Putin wants total war

January 4, 2023

Putin has ordered civilian hospitals to be prepared to accept soldiers wounded in Ukraine for treatment.

This means that the Russians are expecting heavy casualties that the military hospitals will not be able to handle. Since heavy casualties usually result from offensive operations, this implies that VSRF will try — as expected — to seize the initiative despite recent setbacks and go on the offensive. They have about 200,000 soldiers from the fall mobilization to use, but analysts do not believe these would be sufficient for serious breakthroughs. Girkin estimates that at least another 500,000 would be needed, and Zaluzhnyi noted that the Russians have about 1,500,000 in reserve from which to draw. Thus, it is likely that mobilization will accelerate in preparation for a massive increase in the numbers of troops sent to Ukraine. It is likely that this is what Lavrov was referring to recently when he threatened that the Russian army will impose the desired terms on Ukraine.

In preparation for what will be doubtless be a hugely unpopular callup of reservists, the Kremlin has launched a propaganda campaign. First, Putin delivered the New Year’s Address from a military base, surrounded by soldiers. Second, the propagandists have launched what, in essence, is a death cult — droning on and on about the low value of Russian lives unless they are given in the service of the motherland. (Meanwhile, none of them has rushed to die in Ukraine, of course.) Third, the Kremlin is using front groups, like that fake Association of Military Widows, that are clamoring for total mobilization for victory. The idea is to make it look like there’s huge popular pressure for this that would “force” Putin to respond despite him not really wanting to. It seems preposterous (and the group is easily shown to be fake) but the illusion will work — as more media picks up the story to report on the call from these “widows”, the impression is created that there is a majority out there that wants and supports this. It is precisely this manufactured consensus that allows governments to implement the policies they want because potential opponents are silenced by the perception that there are just too few of them to make a difference. Fourth, the Defense Ministry acknowledged the losses at Makiivka with what appears by their standards to be unseemly haste. The willingness to admit to losses — although even now they are lying about their magnitude — is certainly new, but in keeping with the course.

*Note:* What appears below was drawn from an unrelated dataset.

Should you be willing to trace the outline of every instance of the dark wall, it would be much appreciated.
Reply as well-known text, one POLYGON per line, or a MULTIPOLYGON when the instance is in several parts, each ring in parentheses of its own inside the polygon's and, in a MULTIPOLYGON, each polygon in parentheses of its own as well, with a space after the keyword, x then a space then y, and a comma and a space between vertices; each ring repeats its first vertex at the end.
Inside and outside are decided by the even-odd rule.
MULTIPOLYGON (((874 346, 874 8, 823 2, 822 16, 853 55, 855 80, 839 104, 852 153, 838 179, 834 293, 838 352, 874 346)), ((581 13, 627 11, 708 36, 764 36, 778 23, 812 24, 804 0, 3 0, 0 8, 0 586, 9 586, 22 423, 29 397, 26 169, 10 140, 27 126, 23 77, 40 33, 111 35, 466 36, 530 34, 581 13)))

Whether any of this can win the war for Putin is extremely doubtful. The hundreds of thousands of mobiki are ill equipped, badly trained, and very poorly motivated. They lack competent command, and they know it. They have to fight with obsolete equipment that the Soviets put into storage half a century ago. And they will be going home in body bags in large numbers just when the Russian economy will be straining to provide for consumer goods since it will be more and more oriented toward the war.

Far from showing exhaustion with the war, the West is ratcheting up its support for Ukraine. France became the first to deliver IFVs, and will likely soon be followed by the US and Germany. I am fairly confident Western tanks will be delivered as well. The US has also increased its capacity to produce ammo, with results to be expected in just a few months. All countries of the global West are increasing their defense spending, and will provide Ukraine with artillery and air-defense systems in larger quantities. The Russians will have to launch their offensives without command of the skies, yet another sure multiplier of losses.

Meanwhile, Russia’s lone hope — China — is in turmoil. Xi’s failed COVID policies have unleashed social protest, and their sudden relaxation has plunged the country into a frenzy of infections. Some experts estimate that the daily deaths there could reach 25,000 by the end of January. I just watched a video where people were burning a dead relative in the street because the city crematoria were already working at capacity. China will need help to deal with this situation — maybe they will accept the vaccines that we are offering them? But the new Foreign Minister just gave a speech that sounded like an invitation to cooperate with the US, even going so far as saying that the future depends on the US and China working together. Amen to that. But very bad news for Putin, who must be under serious pressure from Xi to end the war as soon as possible.

Putin may have decided to go va banque in Ukraine with total mobilization. It is unlikely to win him the war.